The Foundations of Building Business Relationships
While I don’t believe you can live on a digital diet alone, I do believe you can start (and continue) many conversations on LinkedIn with the people who matter to your business. This may be long lost colleagues, suppliers, and potential clients and collaborators.
I encourage you to imagine LinkedIn is just like a virtual room and your profile is you. Focus on what you can give, rather than what you can get, and remember to use your manners. Be personable and helpful, because at the heart of being an effective networker is focusing on the relationship first, and serving your goals second. People can smell a salesperson or personal agenda and often hate this transactional approach on LinkedIn. You know the type!
Focus on Key Topics of Expertise or Business Interest
I recommend you take a strategic approach to how you present yourself and engage with others on LinkedIn and consider LinkedIn’s role as part of an overall content marketing strategy. This involves deciding the specifics of who you want to influence on LinkedIn and clearly positioning yourself as a specialist in your area of expertise.
If you choose to use the LinkedIn published article feature you can demonstrate the problems you solve with case studies or insights from experiences you have with clients. It is also useful to decide the core topics that are relevant to the connections you wish to influence.
These topics can:
- form your focus areas for LinkedIn
- help guide the types of articles you share
- help guide the updates you like and comment on
Take some time to think about the 3 key topics that are relevant to both your services and your client’s needs. When you have done this I recommend you also clean up your newsfeed to improve your LinkedIn user experience. Here’s how.

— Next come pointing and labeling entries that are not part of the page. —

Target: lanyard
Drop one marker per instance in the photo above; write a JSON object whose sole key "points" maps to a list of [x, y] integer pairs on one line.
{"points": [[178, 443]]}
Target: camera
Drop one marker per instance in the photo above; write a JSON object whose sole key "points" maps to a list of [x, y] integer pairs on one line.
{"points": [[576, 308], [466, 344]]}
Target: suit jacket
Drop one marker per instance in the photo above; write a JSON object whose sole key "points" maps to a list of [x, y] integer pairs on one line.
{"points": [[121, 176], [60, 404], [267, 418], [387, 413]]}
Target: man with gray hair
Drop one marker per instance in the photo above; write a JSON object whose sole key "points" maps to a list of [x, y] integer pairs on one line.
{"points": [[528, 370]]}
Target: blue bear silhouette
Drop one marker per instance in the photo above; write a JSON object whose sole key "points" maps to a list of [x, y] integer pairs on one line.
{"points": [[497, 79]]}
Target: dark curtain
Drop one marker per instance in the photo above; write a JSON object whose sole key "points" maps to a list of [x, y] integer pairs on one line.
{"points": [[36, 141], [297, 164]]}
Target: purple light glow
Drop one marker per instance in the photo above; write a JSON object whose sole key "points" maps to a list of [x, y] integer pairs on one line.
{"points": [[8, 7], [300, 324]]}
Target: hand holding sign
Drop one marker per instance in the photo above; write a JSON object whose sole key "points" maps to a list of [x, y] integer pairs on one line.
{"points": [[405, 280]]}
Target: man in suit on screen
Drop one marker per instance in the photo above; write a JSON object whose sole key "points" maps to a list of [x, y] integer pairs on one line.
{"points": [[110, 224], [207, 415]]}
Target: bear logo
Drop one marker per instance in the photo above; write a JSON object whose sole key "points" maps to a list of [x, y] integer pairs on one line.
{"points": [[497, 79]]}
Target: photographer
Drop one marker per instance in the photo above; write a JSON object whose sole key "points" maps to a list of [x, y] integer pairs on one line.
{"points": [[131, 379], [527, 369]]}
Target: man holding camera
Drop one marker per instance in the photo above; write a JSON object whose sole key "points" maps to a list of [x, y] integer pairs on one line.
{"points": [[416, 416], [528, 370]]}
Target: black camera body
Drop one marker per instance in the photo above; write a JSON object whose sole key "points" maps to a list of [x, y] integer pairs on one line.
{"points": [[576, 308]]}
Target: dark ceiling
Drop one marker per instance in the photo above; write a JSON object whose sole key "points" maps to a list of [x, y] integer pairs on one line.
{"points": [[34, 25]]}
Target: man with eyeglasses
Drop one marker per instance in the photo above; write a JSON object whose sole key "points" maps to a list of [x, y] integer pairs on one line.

Contribute Thoughtfully and Strategically
Remember, this is a business platform where you can influence current and potential stakeholders so be considered and strategic with your topic choices. Once you have developed a clear understanding of your online voice, you can tell your story via your professional profile and leverage the thinking you have done around your LinkedIn strategy to help position yourself as an expert in your field.
You can provide thought leadership in your areas of expertise and contribute in groups or share insightful posts and LinkedIn articles, creating opportunities to network with your connections and group members.
To start more conversations and build stronger business relationships on LinkedIn I encourage you to:
- respond to invitations to connect with a conversational follow up message
- follow up face to face conversations with new contacts by inviting them to connect on LinkedIn
- like relevant posts and updates shared by colleagues
- comment when you can genuinely add value to the discussion
- share relevant and insightful content (e.g. useful articles you have read) and remember to stay focussed on your chosen topic areas
I encourage you take the time to consider your plan for LinkedIn and I look forward to hearing about the results you achieve for your business as a result.